With the business witnessing rapid growth over the year, it was becoming onerous to manage the services deployed over several instances, intercommunication between different services and microservices and managing infrastructure.

There was an incremental impact on costs associated with scaling DevOps team requirements.

There has been a lot of recent excitement around containers and Docker. To overcome the problem of DevOps and have better control over the micro services, gradually we started to convert the micro services into docker containers.

We moved our services into containers but maintaining their instances and state again was a challenge for DevOps team. Maintaining the Development and Production environment is again a challenge.

The Solution: Data Centre Operating System DC/OS

DC/OS (the Distributed Cloud Operating System) is an open-source, distributed operating system based on the Apache Mesos distributed systems kernel. Apache Mesos abstracts CPU, memory, storage, and other compute resources away from machines (physical or virtual), enabling fault-tolerant and elastic distributed systems to easily be built and run effectively. Mesos is used by companies such as Twitter, Netflix and Airbnb to manage their cluster having several 10000 nodes. DC/OS manages multiple machines in the cloud or on-premises from a single interface; deploys containers, distributed services, and legacy applications into those machines; and provides networking, service discovery and resource management to keep the services running and communicating with each other.

After exploring and researching various options, DC/OS (Data Center Operating System) emerged as the best solution. It allowed us to think of all of our servers/resources as a single pool of resources. Using DC/OS and containers, we moved confidently from development to production.

This DC/OS as a Single logical datacentre, allowed us to easily operate our application on the same infrastructure with load balancing, storage and work scheduling.

Self-healing, Monitoring & Troubleshooting

It has inbuilt self-healing infrastructure which maintains uptime with high availability by automatically detecting failures and non-disruptive upgrades. It became easy to monitor the status of various micro services which we were running. It allowed us to run multiple instances of micro service and load balance it.
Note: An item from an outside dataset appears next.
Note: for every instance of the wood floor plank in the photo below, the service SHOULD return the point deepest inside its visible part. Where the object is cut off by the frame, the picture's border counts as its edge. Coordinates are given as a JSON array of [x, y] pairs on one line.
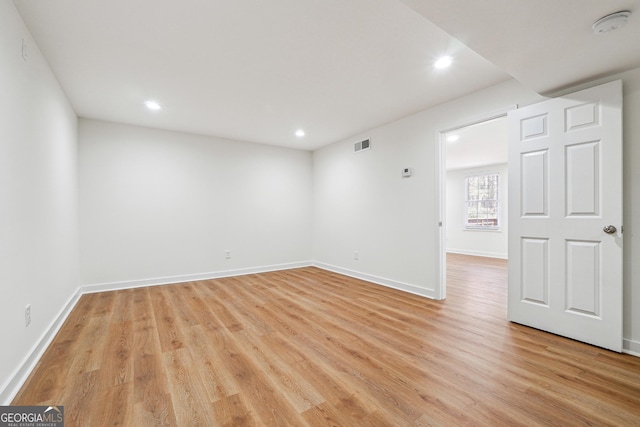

In case of failure of one instance other could take the load. All of this was possible to be managed using one single dashboard provided by DC/OS itself.

Scaling

DC/OS and Cloud environment helped us to scale up/down easily.

Roll Out Apps Quickly

We have easily integrated docker and DC/OS was able to automate new roll out of application and CI/CD tools to accelerate software release lifecycle from development to production.

Cost Effective

After rolling out DC/OS in AWS cloud environment, we noticed savings in our monthly cost as well due to below points.

Reduction in AWS Instances
  • Reduced time to deploy a new build, with almost zero downtime.
  • 100 percent uptime.
  • Single DevOps engineer to manage it all.